Don't need charts, just a place to trade

Discussion in 'Retail Brokers' started by Brennan Ross, Jan 17, 2017.

  1. Hi all,

    So I currently use a charting program/broker that is a based in another country that doesn't allow me to place trades since I'm in the U.S. I really like their platform so I am going to continue using their charts, but I was looking for a broker to just place trades with, not use their charts. Can anyone recommend some good brokers that would fit my needs and allow me to place stops/limits? I appreciate the help, thanks in advanced.

    Regards,
     
  2. You are looking for broker or the blood sucking bucket shop ?
     
    Brennan Ross likes this.
  3. Robert Morse

    Robert Morse Sponsor

    Email me a little more information:

    Your name?
    What asset class?
    Size of the account?
    What else do you need?

    Bob
     
  4. Turveyd

    Turveyd

    How much money are you looking at putting at risk ?? what style of trade ? which market.

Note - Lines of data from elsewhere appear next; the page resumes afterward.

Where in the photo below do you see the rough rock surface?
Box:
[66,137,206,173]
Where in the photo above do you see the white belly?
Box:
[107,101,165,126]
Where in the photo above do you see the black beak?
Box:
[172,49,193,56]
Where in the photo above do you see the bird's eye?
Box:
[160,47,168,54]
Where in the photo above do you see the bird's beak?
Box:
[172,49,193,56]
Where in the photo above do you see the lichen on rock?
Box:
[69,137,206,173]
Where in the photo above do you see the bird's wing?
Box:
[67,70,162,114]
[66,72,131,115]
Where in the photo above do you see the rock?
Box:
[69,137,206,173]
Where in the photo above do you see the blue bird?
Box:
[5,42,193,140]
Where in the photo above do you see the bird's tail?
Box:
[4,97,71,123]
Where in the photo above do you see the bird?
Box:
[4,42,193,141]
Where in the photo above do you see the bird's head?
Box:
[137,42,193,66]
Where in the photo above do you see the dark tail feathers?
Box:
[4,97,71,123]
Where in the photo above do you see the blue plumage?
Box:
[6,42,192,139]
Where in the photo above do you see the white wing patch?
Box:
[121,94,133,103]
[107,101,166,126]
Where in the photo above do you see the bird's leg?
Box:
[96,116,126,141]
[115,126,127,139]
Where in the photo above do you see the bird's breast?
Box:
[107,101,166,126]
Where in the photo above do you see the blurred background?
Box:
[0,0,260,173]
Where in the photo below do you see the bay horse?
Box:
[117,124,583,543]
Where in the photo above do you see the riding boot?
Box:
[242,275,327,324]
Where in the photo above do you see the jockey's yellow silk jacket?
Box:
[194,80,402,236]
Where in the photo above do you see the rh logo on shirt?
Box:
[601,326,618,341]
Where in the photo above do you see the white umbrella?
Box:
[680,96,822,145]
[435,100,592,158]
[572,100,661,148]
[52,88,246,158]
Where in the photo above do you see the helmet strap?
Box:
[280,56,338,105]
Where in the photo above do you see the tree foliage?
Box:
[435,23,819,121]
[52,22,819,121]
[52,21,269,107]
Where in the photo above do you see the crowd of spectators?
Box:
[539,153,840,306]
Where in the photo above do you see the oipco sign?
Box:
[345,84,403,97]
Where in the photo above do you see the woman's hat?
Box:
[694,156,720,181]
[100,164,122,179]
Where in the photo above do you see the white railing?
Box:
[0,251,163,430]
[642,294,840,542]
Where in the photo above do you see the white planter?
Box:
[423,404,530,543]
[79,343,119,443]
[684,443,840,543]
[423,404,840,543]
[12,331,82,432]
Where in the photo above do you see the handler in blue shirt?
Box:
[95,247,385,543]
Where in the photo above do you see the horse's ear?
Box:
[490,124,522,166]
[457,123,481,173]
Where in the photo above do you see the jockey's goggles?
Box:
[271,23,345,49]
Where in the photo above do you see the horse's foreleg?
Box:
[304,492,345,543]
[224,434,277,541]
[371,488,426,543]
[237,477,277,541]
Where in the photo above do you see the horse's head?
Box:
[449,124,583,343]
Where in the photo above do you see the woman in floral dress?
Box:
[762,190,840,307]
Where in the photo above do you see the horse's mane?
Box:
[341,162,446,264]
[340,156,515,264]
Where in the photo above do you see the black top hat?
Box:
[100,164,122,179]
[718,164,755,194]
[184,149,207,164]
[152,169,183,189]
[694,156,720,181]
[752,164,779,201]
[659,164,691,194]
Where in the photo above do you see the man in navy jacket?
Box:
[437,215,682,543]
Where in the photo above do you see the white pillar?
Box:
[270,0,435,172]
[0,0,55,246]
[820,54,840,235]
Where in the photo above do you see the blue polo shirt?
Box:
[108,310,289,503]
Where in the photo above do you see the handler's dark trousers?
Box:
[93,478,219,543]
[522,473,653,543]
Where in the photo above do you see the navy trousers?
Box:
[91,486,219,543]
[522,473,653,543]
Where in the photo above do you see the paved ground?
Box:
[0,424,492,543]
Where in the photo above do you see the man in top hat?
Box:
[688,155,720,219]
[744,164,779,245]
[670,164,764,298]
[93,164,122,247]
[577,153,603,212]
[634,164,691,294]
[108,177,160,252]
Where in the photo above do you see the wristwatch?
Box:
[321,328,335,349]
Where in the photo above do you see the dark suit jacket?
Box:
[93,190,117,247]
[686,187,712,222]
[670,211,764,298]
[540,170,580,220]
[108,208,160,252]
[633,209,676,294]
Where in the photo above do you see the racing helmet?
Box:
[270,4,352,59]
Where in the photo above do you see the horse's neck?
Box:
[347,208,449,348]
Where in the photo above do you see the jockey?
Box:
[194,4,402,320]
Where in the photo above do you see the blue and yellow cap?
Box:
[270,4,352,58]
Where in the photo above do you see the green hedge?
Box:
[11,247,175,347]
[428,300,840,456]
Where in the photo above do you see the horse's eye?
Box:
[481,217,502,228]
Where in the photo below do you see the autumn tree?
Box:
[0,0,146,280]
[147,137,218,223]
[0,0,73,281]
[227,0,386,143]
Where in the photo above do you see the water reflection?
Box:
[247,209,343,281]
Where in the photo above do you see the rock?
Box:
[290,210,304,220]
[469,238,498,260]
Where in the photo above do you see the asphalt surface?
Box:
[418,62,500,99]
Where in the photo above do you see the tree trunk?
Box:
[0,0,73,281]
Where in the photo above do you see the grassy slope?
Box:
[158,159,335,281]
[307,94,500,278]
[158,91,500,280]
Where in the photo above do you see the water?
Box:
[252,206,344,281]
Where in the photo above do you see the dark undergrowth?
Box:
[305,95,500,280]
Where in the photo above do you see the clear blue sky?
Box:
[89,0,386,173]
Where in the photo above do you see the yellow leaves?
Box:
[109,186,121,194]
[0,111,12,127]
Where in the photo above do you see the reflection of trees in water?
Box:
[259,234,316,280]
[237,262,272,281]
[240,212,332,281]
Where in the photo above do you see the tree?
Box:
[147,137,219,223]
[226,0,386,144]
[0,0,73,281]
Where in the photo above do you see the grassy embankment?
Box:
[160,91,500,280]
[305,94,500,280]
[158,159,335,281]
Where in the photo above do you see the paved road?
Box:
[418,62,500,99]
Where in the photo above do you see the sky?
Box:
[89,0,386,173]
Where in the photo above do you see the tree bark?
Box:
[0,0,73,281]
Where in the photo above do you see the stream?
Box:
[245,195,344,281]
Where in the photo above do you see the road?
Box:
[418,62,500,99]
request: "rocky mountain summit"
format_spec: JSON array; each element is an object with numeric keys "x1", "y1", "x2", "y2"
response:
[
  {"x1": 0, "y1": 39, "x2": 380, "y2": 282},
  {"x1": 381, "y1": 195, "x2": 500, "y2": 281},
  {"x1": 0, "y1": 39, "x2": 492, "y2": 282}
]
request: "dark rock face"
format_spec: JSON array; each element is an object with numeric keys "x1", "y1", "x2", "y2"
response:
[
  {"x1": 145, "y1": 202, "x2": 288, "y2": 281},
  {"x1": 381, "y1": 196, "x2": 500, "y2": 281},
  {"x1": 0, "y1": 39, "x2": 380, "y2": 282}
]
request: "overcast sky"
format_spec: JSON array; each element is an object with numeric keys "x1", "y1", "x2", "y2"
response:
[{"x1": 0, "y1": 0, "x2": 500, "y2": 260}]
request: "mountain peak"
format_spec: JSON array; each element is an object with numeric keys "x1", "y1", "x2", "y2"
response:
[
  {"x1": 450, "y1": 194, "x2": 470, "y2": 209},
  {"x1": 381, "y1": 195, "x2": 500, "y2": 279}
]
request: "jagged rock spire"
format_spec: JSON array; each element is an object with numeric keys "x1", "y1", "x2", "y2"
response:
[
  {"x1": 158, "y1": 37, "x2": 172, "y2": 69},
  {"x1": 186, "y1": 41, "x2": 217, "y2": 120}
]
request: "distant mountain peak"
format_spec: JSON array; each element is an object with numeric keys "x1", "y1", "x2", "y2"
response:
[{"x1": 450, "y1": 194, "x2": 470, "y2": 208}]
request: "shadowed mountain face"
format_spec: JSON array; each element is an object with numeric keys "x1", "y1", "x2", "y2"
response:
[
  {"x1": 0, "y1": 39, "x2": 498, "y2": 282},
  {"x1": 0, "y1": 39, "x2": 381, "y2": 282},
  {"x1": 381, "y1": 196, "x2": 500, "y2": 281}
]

    If Sub <1K and Forex / Index's then FXCM
    No idea on what's between these options.
    If >10K and futures then IB.
    Stocks no idea what's good these days.
     
  5. algofy

    algofy

    Always with the bucket shop talk....you would have done well living in the 1920s.
     
  6. @Brennan Ross What are you looking to trade? You have to be more specific. Stocks, ETFs, Futures/commodities? All US brokers and pretty different and provide different services and platforms.
     
  7. https://en.wikipedia.org/wiki/Bucket_shop_(stock_market)

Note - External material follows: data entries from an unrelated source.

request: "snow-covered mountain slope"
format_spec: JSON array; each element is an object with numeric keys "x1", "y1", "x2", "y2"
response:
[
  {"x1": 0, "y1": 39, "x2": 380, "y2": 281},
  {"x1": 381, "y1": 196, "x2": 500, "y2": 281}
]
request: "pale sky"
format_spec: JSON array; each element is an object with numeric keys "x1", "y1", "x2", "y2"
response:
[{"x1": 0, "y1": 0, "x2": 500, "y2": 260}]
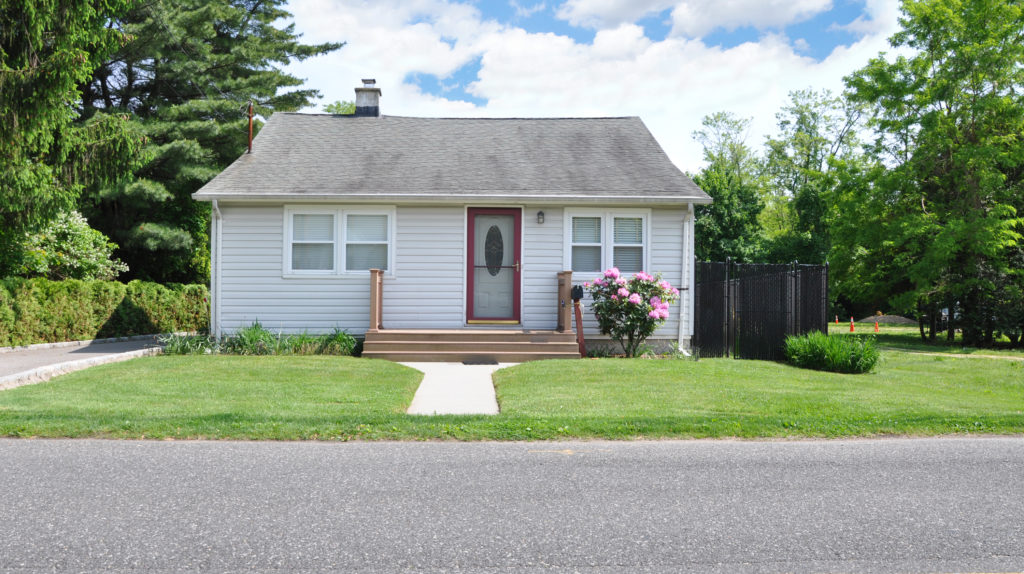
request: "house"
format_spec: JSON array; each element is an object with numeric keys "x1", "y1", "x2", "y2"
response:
[{"x1": 194, "y1": 80, "x2": 711, "y2": 358}]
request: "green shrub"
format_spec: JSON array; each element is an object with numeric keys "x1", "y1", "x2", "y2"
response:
[
  {"x1": 221, "y1": 321, "x2": 282, "y2": 355},
  {"x1": 160, "y1": 321, "x2": 357, "y2": 355},
  {"x1": 0, "y1": 277, "x2": 210, "y2": 347},
  {"x1": 159, "y1": 333, "x2": 217, "y2": 355},
  {"x1": 785, "y1": 333, "x2": 879, "y2": 372}
]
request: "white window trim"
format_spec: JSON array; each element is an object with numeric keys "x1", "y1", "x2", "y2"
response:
[
  {"x1": 282, "y1": 206, "x2": 338, "y2": 277},
  {"x1": 338, "y1": 206, "x2": 395, "y2": 276},
  {"x1": 562, "y1": 208, "x2": 653, "y2": 276},
  {"x1": 281, "y1": 206, "x2": 397, "y2": 279}
]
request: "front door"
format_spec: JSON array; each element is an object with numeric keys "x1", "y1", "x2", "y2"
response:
[{"x1": 466, "y1": 208, "x2": 522, "y2": 323}]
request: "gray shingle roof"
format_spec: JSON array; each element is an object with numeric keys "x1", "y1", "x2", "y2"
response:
[{"x1": 194, "y1": 113, "x2": 711, "y2": 204}]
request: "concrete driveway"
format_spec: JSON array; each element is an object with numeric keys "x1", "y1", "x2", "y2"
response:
[{"x1": 0, "y1": 337, "x2": 160, "y2": 390}]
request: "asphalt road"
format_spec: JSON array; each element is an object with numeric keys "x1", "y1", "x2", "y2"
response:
[{"x1": 0, "y1": 435, "x2": 1024, "y2": 573}]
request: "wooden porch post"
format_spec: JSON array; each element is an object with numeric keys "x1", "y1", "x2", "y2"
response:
[
  {"x1": 557, "y1": 271, "x2": 572, "y2": 333},
  {"x1": 367, "y1": 269, "x2": 384, "y2": 333}
]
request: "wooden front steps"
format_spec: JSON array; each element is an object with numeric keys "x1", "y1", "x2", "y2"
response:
[{"x1": 362, "y1": 328, "x2": 580, "y2": 363}]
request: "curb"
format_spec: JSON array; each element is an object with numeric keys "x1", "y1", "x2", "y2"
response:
[
  {"x1": 0, "y1": 338, "x2": 164, "y2": 391},
  {"x1": 0, "y1": 332, "x2": 188, "y2": 355}
]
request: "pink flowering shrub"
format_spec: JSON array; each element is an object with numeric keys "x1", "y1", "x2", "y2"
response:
[{"x1": 584, "y1": 267, "x2": 679, "y2": 357}]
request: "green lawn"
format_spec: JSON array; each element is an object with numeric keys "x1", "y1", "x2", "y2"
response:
[
  {"x1": 0, "y1": 352, "x2": 1024, "y2": 440},
  {"x1": 828, "y1": 321, "x2": 1024, "y2": 358}
]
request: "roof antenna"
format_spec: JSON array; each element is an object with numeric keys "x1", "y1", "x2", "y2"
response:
[{"x1": 249, "y1": 99, "x2": 253, "y2": 153}]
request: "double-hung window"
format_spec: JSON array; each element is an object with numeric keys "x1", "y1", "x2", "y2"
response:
[
  {"x1": 289, "y1": 213, "x2": 335, "y2": 273},
  {"x1": 283, "y1": 207, "x2": 394, "y2": 276},
  {"x1": 565, "y1": 210, "x2": 650, "y2": 273},
  {"x1": 569, "y1": 216, "x2": 602, "y2": 273},
  {"x1": 345, "y1": 213, "x2": 391, "y2": 271}
]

    As defined by the U.S. Supreme Court, a bucket shop is "[a]n establishment, nominally for the transaction of a stock exchange business, or business of similar character, but really for the registration of bets, or wagers, usually for small amounts, on the rise or fall of the prices of stocks, grain, oil, etc., there being no transfer or delivery of the stock or commodities nominally dealt in.

    "Bucket shop" is a defined term under the criminal law of many states in the United States that make it a crime to operate a bucket shop.[2]Typically the criminal law definition refers to an operation in which the customer is sold what is supposed to be a derivative interest in a security or commodityfuture, but there is no transaction made on any exchange. The transaction goes "in the bucket" and is never executed. Because no trading of actual securities occurs, the customer is essentially betting against the bucket shop operator in a game based on abstract security prices. While trading in a legitimate exchange also provides a similar game or wagering aspect, the one distinctive characteristic of a bucket shop is the mimicry of trading securities when no actual securities are traded. The bucket shop's exchange is a fiction, which the parties agree to imagine as following the events occurring in a real exchange. Alternatively, the bucket shop operator "literally 'plays the bank,' as in a gambling house, against the customer." [3] Operating a bucket shop in the United States would also likely involve violations of several provisions of federal securities or commodity futures laws.[4]


    https://en.wikipedia.org/wiki/Foreign_exchange_fraud

    Foreign exchange fraud is any trading scheme used to defraud traders by convincing them that they can expect to gain a high profit by trading in the foreign exchange market. Currency trading became a common form of fraud early 2008, according to Michael Dunn of the U.S. Commodity Futures Trading Commission.[1]

    The foreign exchange market is at best a zero–sum game,[2] meaning that whatever one trader gains, another loses. However, brokerage commissions and other transaction costs are subtracted from the results of all traders, making foreign exchange a negative-sum game.


    ......................
    Unfortunately most of the ET, especially those small trader < $1K account are trading in Bucket Shop. Unfortunately, 99.9% of them are losers. The cost in bucket shop (slippage, overnight swap) made them impossible to make any positive expectancy in long term.
     
    Last edited: Jan 18, 2017
  8. Overnight

    Overnight

    The bolded, italicized bit is quite a haughty claim. Prove it.
     
  9. algofy

    algofy

    Do you mean forex and cfds? Not sure bucket shops are possible in us futures, equities, or options.